An intellectually stimulating summer experience is not out of Laura's reach. Some highly regarded programs are free or offer scholarships. However, there's no clearinghouse for such information. Families must discover such opportunities exist, find the right ones for their children, then manage to secure a spot.

"It's hard to figure out," said Blythe's mother, Debora Rinehart, who found scholarships for her daughter after losing her job as a credit union executive two years ago.

Applying to college is nothing compared to the admissions process at UC Berkeley's prestigious Academic Talent Development Program, which Blythe has attended for five years. Applicants, even in the elementary division, must send grades, standardized test scores, an essay, and teacher recommendations; a behavior inventory asks teachers whether the child "expresses a keen sense of humor" or if he "takes a systemic approach" to tasks.

Still, more than 2,000 Bay Area children in grades K-12 manage to clear those hurdles each year. It's no wonder; the place is a learning utopia. At the elementary division, held at Washington Elementary in Point Richmond, kindergartners were learning about tide pools and singing "Scurry, scurry hermit crabs" to the tune of "Twinkle, Twinkle, Little Star." Second-graders, learning about the rain forest, were making monkeys and fruits out of clay for a canopy stretched across the classroom, and vines from twisted paper grocery bags.

The program isn't free, but it offers need-based tuition waivers. Its director, UC Berkeley Education Professor Nina Hersch Gabelko, said about one-quarter of the young scholars come from poor families. The experience can have a powerful effect on their lives, she said.

"They get to find out who they are, vis a vis their intellectual peers," she said.

Parents' sacrifices

Last month, Blythe and her fifth-grade chemistry classmates clustered in pairs around stations stocked with chemicals, beakers and test tubes. They followed written procedures and jotted down their observations.

"Do you think that reaction was endothermic or exothermic?" Gene Csider, who teaches AP Chemistry at San Ramon Valley High School, later asked the class.

Rinehart said her daughter, who announced in preschool that she wanted to be a scientist, was learning more science in three weeks each summer than she had all year at her public school in the Oakland hills. Even after she lost her job, she said, keeping Blythe at home was out of the question.

"Blythe deserves to learn, if she wants to learn," she said.

Blythe's parents used to spend $3,000 a year on her summer activities.

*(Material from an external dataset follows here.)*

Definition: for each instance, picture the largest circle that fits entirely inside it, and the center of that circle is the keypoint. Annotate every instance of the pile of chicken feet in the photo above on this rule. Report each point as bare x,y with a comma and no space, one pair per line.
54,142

Now, after scholarships and cutbacks, it's down to about $700, not including family trips. "We cut out many things, but we didn't have to cut out education," Rinehart said.

Laura's parents also are willing to make sacrifices for their daughter's future. Her mother, Marta Hernandez, tells her that if she keeps studying hard, she can have a fulfilling career and a good life.

"She asked me the other day if college tuition was really expensive," she said in Spanish. "I told her, 'Don't worry about that. That's why I'm working, so we can pay for your education.'"

Laura stared at the tears in her mom's eyes. "You're crying!" she said.

Last summer, Laura's mother took her daughters to Mexico. She wanted them to experience the culture of her homeland -- and to appreciate the opportunities before them in California.

But unless you know where to look, opportunity can be hard to find.